August Brent crude rose 28 cents, or 0.3 per cent, to $85.35 a barrel by 1145 GMT.

US West Texas Intermediate (WTI) futures for July , which expire on Thursday, gained 13 cents, or 0.2 per cent, to $81.70.

There was no WTI settlement on Wednesday because of a US public holiday, which kept trading largely subdued. The more active August contract was up 7 cents at $80.78.

Oil prices are likely to remain supported around current levels because of a growing geopolitical risk premium driven by conflict in the Middle East, said ActivTrades analyst Ricardo Evangelista.

Israeli forces pounded areas in the central Gaza Strip overnight while tanks deepened their advance into Rafah in the south.
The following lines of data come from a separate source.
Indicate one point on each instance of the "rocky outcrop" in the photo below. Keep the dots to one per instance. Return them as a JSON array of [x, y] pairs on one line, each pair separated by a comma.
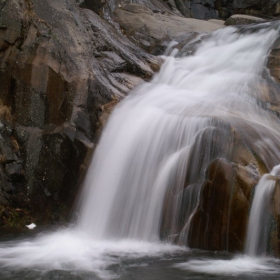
[[153, 31], [243, 19], [60, 65]]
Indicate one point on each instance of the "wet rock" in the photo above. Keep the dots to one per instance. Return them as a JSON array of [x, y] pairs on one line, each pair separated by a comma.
[[242, 19], [14, 170], [152, 29]]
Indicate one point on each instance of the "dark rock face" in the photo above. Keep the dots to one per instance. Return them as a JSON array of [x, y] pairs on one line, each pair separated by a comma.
[[59, 66], [153, 31], [65, 64]]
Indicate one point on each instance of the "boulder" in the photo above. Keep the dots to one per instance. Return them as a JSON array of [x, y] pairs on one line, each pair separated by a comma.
[[59, 65], [150, 30], [243, 19]]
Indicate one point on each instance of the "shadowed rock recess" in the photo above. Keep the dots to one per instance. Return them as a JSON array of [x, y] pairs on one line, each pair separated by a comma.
[[65, 64]]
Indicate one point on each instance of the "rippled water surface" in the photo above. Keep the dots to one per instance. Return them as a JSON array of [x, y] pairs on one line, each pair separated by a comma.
[[65, 255]]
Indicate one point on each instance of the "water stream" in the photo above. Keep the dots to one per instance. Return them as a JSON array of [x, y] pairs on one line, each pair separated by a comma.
[[145, 151]]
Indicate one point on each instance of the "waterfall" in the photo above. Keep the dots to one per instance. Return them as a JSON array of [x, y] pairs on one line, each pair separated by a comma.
[[145, 148], [260, 221], [147, 172]]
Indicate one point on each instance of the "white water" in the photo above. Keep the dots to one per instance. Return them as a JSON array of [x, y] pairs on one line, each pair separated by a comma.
[[257, 239], [146, 147]]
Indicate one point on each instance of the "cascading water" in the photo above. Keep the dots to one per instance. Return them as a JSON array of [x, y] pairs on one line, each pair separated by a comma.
[[151, 144], [260, 222]]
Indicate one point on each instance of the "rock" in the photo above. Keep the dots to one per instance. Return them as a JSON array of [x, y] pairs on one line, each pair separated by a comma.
[[200, 11], [262, 8], [56, 77], [242, 19], [152, 29], [13, 169]]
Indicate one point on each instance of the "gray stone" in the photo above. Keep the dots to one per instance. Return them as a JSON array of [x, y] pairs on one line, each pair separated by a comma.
[[243, 19]]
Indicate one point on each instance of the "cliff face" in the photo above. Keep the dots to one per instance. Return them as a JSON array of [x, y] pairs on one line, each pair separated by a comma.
[[60, 66], [65, 64]]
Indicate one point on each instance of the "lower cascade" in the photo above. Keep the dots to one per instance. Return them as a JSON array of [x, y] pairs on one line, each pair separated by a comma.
[[178, 161], [260, 221]]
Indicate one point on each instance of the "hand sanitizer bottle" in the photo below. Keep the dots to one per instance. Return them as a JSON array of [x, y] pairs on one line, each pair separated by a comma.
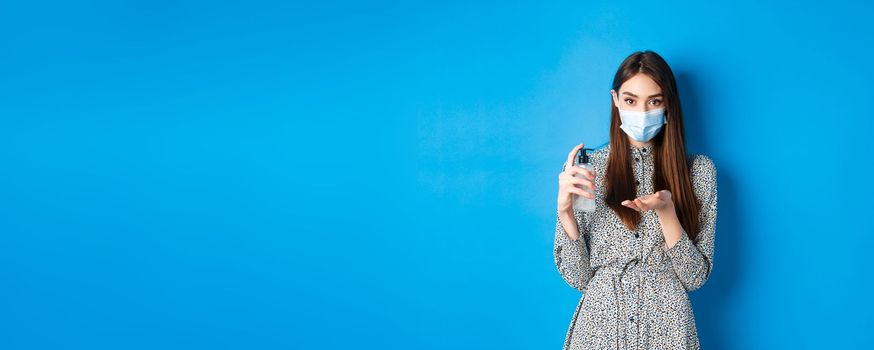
[[580, 202]]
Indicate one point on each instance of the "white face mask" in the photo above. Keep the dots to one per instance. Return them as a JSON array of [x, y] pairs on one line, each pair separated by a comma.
[[642, 126]]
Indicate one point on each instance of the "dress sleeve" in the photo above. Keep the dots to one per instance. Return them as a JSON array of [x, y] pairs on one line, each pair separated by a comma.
[[693, 260], [572, 257]]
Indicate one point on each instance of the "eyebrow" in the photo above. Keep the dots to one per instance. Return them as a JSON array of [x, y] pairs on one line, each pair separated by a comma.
[[633, 95]]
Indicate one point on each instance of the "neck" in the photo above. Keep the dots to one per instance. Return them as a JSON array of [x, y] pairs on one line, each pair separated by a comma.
[[639, 144]]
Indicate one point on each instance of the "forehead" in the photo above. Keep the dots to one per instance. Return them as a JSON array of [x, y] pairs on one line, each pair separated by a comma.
[[640, 84]]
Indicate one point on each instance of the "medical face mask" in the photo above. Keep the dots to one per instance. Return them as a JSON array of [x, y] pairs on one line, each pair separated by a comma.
[[642, 126]]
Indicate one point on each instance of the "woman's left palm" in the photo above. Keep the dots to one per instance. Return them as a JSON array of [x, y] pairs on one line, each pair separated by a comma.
[[656, 201]]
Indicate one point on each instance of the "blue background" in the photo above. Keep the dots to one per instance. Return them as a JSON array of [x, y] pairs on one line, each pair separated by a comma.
[[263, 175]]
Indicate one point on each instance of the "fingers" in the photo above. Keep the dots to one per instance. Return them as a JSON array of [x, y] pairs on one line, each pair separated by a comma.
[[580, 170], [631, 204], [578, 191], [567, 177], [570, 157], [636, 204]]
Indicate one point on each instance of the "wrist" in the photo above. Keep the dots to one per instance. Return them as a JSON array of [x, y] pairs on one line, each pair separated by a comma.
[[666, 211]]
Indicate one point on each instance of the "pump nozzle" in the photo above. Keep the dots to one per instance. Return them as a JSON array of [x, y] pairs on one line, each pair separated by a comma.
[[582, 156]]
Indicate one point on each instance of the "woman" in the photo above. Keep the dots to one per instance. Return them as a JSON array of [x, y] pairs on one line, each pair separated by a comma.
[[649, 241]]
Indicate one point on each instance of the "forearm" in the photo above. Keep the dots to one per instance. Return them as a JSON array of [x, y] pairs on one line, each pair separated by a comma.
[[569, 223], [671, 227]]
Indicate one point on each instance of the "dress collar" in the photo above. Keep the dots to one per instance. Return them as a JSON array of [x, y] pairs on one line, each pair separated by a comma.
[[644, 151]]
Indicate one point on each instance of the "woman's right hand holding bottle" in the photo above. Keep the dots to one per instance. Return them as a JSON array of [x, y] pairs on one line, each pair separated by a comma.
[[570, 185]]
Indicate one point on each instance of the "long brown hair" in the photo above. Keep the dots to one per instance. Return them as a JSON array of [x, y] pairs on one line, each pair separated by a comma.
[[669, 148]]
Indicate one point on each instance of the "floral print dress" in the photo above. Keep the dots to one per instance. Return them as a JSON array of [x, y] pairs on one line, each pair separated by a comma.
[[635, 289]]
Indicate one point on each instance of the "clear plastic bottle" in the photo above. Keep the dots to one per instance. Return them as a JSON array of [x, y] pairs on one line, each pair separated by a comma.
[[582, 203]]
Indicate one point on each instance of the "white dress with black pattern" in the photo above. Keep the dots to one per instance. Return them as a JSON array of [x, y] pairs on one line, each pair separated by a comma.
[[635, 290]]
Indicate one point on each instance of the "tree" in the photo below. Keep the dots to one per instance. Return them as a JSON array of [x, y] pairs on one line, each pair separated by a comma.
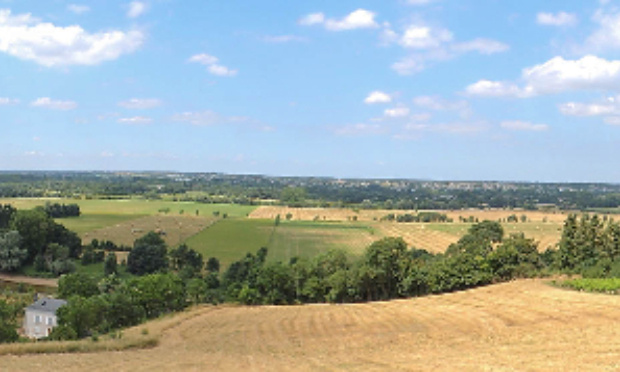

However, expectations of an inventories build appears to be overshadowing fears of escalating geopolitical stress for now, said Priyanka Sachdeva, senior market analyst at Phillip Nova.

Investors are awaiting release of US inventory data from the Energy Information Administration (EIA) later on Thursday, a day later than usual because of the Juneteenth holiday on Wednesday.

An industry report released on Tuesday showed that US crude stocks rose by 2.264 million barrels in the week ended June 14 while gasoline inventories fell, market sources said, citing American Petroleum Institute figures.

A seasonal uptick in oil demand, refinery runs and ongoing weather risks added to extended production cuts by the OPEC+ producer group mean that “oil balances should tighten and inventories should begin to draw during the summer months”, J.P.Morgan commodities analysts wrote.

Meanwhile, a gain in fuel prices on Wednesday is buoying refining margins. The ICE gasoil futures premium to Brent crude jumped to $20.63 a barrel on Wednesday, a two-month high.

Firmer fuel refining margins provide a “healthy dose of encouragement for those who have been expecting improvements on the demand side”, said PVM analyst Tamas Varga.

Investors also digested the Bank of England’s decision to keep its main interest rate unchanged at a 16-year high of 5.25 per cent ahead of Britain’s national election on July 4.

Higher interest rates increase the cost of borrowing, which can slow economic activity and dampen demand for oil.